We appreciate, in particular, the linguistically accessible outreach ad reporting provisions in the bill and urge you to vote “YES” on S.937.
Jabara-Heyer NO HATE Act (S.2043, H.R.3545)
The Jabara-Heyer NO HATE Act would improve hate crime statistics and promote a better response to hate crime within our communities.
As we have seen demonstrated in the last few years, some of the most high-profile hate crimes, such as the 2016 murder of Khalid Jabara in Tulsa, Okla., and the 2017 murder of Heather Heyer in Charlottesville, Va., can go unreported in federal hate crime statistics. Mr. Jabara and Ms. Heyer were killed exactly one year apart, on August 12, and although their murders were prosecuted as hate crimes, they are not included in the existing national data.
Both Republican and Democratic members of Congress have raised these concerns about inaccuracies in federal hate crime statistics. Now is the time to act. The Jabara-Heyer NO HATE Act will improve our hate crime statistics and promote a better response to hate crime in our communities. Specifically, the bill would
- Help law enforcement agencies transition to a modernized form of crime reporting, provide grants for state-run hate crime hotlines;
- Encourage law enforcement agencies to adopt policies and programs that would improve reporting, to include effective engagement with communities targeted for hate and hate crimes training for personnel;
- Require DOJ to conduct research on hate crime reporting and data collection;
- Allow courts to require certain hate crime offenders to participate in community service or education programs as a condition of supervised release.

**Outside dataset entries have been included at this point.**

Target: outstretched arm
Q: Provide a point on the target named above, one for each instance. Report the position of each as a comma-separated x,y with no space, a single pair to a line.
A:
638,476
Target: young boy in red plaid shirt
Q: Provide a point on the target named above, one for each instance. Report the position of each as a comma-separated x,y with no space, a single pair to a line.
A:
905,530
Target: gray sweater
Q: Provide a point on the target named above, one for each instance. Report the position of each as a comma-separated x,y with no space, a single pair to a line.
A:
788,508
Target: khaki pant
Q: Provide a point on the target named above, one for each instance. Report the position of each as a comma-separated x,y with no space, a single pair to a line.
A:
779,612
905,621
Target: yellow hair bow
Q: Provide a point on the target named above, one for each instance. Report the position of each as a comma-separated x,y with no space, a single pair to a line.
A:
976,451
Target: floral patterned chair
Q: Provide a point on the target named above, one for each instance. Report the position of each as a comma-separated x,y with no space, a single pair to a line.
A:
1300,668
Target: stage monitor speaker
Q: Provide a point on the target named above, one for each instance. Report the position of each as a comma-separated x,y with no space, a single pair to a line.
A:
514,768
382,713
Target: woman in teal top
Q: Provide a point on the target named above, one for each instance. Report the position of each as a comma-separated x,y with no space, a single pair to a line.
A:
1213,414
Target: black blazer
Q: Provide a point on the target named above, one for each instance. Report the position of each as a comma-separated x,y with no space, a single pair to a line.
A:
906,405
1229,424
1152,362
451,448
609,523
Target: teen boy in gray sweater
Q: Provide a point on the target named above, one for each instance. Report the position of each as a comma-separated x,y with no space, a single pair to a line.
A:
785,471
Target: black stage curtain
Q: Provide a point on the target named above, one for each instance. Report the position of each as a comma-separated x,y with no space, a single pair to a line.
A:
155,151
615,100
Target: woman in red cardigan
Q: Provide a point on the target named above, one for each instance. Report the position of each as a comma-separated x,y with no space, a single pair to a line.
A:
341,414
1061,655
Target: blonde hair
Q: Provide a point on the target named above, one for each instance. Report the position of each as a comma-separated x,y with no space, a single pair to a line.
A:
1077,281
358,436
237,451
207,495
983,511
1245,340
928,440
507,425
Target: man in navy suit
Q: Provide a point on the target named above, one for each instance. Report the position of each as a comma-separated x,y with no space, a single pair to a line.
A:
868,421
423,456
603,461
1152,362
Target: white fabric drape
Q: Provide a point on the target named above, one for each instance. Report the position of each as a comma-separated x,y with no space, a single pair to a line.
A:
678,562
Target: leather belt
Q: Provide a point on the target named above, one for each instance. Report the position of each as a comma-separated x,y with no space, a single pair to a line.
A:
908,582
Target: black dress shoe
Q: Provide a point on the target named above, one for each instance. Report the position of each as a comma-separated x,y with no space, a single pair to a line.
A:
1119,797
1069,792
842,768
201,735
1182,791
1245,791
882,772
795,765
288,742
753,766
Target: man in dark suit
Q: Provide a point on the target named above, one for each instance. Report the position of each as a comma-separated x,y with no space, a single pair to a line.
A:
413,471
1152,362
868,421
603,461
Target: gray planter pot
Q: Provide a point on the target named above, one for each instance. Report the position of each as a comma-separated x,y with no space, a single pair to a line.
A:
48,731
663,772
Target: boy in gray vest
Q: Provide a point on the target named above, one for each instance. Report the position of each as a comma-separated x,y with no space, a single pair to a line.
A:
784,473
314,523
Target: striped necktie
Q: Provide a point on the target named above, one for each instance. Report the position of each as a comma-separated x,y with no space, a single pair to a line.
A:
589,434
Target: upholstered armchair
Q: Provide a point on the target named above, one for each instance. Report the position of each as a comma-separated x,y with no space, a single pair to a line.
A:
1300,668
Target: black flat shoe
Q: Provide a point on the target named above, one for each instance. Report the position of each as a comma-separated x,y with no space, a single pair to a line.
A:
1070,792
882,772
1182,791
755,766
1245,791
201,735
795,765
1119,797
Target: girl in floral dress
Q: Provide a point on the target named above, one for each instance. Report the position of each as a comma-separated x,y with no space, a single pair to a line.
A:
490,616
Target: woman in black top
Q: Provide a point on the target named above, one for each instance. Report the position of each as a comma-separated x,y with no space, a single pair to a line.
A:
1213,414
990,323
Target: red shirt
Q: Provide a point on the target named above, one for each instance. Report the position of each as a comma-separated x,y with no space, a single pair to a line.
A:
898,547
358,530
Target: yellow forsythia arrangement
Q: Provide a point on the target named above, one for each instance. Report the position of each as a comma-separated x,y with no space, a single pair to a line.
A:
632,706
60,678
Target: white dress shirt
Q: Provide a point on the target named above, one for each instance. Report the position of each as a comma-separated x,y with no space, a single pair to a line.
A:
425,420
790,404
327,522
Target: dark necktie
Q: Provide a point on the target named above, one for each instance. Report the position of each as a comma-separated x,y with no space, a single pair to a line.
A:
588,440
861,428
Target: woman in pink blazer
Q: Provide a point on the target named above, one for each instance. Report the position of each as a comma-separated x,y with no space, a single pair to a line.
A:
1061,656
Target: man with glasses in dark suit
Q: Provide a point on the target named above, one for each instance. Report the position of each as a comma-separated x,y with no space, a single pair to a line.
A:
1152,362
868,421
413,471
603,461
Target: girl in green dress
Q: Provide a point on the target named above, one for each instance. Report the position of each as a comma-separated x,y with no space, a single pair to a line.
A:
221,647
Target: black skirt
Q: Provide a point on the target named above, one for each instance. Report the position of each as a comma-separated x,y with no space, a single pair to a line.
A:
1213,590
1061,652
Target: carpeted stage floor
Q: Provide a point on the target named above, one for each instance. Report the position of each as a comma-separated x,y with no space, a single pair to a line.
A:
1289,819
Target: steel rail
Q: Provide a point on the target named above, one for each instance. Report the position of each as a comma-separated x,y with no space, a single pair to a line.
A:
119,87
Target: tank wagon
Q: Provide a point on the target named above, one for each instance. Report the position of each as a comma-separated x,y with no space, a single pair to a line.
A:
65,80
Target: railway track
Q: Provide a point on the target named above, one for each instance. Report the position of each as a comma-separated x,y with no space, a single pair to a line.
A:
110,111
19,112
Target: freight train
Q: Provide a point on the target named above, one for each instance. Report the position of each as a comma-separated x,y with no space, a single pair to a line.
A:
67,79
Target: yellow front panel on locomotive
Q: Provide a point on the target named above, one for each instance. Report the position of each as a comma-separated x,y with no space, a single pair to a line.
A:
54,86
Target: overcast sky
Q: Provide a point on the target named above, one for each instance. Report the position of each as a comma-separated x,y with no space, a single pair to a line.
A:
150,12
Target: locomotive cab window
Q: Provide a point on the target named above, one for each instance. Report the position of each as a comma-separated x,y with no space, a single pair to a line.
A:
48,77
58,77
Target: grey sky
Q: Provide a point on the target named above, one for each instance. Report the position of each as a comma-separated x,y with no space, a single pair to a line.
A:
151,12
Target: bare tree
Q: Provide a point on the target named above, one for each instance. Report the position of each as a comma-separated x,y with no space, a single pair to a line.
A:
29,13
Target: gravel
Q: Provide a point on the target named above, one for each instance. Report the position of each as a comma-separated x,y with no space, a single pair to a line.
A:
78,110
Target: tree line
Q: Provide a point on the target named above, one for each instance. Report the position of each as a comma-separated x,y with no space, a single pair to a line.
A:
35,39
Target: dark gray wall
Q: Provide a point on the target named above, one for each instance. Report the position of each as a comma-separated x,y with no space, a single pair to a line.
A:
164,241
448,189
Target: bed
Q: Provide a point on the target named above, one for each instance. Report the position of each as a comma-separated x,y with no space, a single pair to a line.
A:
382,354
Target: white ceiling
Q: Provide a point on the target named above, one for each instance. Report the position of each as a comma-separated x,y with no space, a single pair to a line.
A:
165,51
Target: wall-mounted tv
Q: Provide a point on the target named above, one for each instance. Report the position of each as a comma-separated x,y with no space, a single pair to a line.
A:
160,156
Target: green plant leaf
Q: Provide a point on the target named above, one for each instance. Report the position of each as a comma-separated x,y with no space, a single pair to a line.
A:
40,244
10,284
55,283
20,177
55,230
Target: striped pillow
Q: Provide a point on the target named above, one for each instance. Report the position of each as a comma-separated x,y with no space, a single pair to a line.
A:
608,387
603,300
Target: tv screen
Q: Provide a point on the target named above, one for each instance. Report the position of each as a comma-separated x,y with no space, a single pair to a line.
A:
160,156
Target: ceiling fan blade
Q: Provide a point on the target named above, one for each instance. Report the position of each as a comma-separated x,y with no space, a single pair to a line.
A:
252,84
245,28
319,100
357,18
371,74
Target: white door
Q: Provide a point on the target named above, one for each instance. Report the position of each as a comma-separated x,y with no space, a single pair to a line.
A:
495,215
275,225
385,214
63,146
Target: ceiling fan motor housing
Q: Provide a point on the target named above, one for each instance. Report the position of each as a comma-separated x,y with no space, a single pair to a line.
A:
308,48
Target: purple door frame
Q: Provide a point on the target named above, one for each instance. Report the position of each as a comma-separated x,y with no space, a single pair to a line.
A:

These provisions would address the many factors that contribute to inaccuracies in the existing federal hate crime statistics. Furthermore, they would improve the response to hate crime within law enforcement and the criminal-legal system, and reduce barriers to receiving support or assistance that many hate crime victims experience. Money that has already been authorized to DOJ can be reappropriated to fund these provisions.
Passage of the COVID-19 Hate Crimes Act (S.937) and the Jabara-Heyer NO HATE Act (S.2043, H.R.3545) is a critical step to ensure the U.S. justice system has the people and resources to effectively account for and mitigate hate crimes. We strongly urge you to vote “YES” on S.937 and S.2043.